I used to use the polycro groundsheet when I had a Tartent Rainbow 3 person tent but sold it and my 6 Moons Design Lunar Solo to get the Zpacks twin. I bought the fitted cuben fiber ground sheet just because it was recommended but I think if you are on a budget, you could go the polycro groundsheet route and I feel you will be fine, just keep in mind that you will need to have a level campsite to guard against any sliding around on the net floor.Oct 12, 2012 at 4:36 pm #1920680
Also specs for polycro if purchased from GG:
3.65 oz. ( 104 g.) each
72 x 96 in. (183 x 244 cm.) each
Also states that they are now sending out 100 gauge instead of 75 gauge as of 8/29/12 so it will be stronger than before.

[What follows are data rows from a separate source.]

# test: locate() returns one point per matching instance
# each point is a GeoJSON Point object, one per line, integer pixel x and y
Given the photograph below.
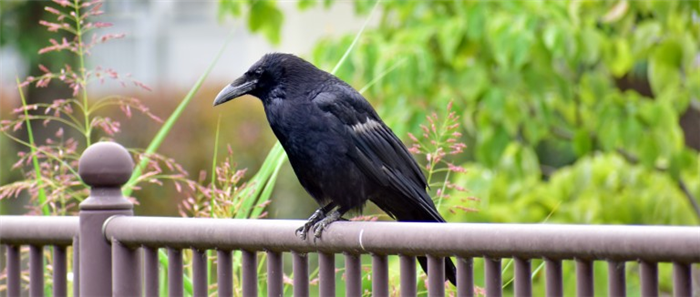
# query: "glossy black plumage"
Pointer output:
{"type": "Point", "coordinates": [341, 151]}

Hope this helps.Oct 12, 2012 at 7:19 pm #1920713
I think what I will do is order some polycro when we get the shelter and try it out. Might as well start with the cheapest lightest option. It will be great if it fills the need.Oct 13, 2012 at 7:10 am #1920791
I ordered the tent last night. I also ordered some polycro from Gossamer Gear. Now I will wait for the mail.
I really appreciate everyone's responses. I'll post back with my impressions after I take it out.